A large, drop-shaped natural pearl pendant has sold for a hammer price of 32 million dollars (£24.6 million) at an auction of jewellery that once belonged to French queen Marie Antoinette.

Sotheby’s said it was a record price for a pearl at auction.

The Queen Marie Antoinette’s Pearl, a diamond-and-pearl pendant, was among the highlight offerings on the block in Geneva at the Sotheby’s sale of jewellery from the Bourbon-Parma dynasty.

Like many of the 10 former Marie Antoinette pieces up for sale, the pendant obliterated the pre-auction estimate – in its case, one million to two million dollars.

The total tally was expected to rise with the inclusion of the “buyer’s premium” and other fees.

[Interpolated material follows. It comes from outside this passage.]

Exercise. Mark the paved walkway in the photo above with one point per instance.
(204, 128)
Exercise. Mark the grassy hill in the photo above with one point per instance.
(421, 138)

Sotheby’s billed the sale as a once-in-a-lifetime chance to scoop up heirlooms and jewels that have been held in the Bourbon-Parma dynasty for generations.

Some of the Marie Antoinette jewellery had not been seen in public for 200 years – until now.

The diamond and pearl jewellery that went under the hammer epitomised the aloof, pre-revolutionary opulence of French royals brought down by the historic uprising.

Marie Antoinette, the wife of King Louis XVI, was executed in France’s revolutionary fervour in 1793.

Before falling to the guillotine, she had secretly smuggled abroad some of her most treasured possessions to her relatives, amid swelling revolutionary fervour that ultimately marked the beginning of the end of France’s centuries-old monarchy.

“The Marie Antoinette pendant is simply irreplaceable,” said Eddie LeVian, chief executive of jewellers Le Vian, before the sale.

“This is about far more than the gems themselves: Marie Antoinette’s jewellery is inextricably linked to the cause of the French Revolution.”

The queen’s jewellery also included a set of pearl and diamond earrings, a diamond brooch, and a natural pearl and diamond necklace.

A monogrammed, diamond-set ring bears a lock of Marie Antoinette’s hair.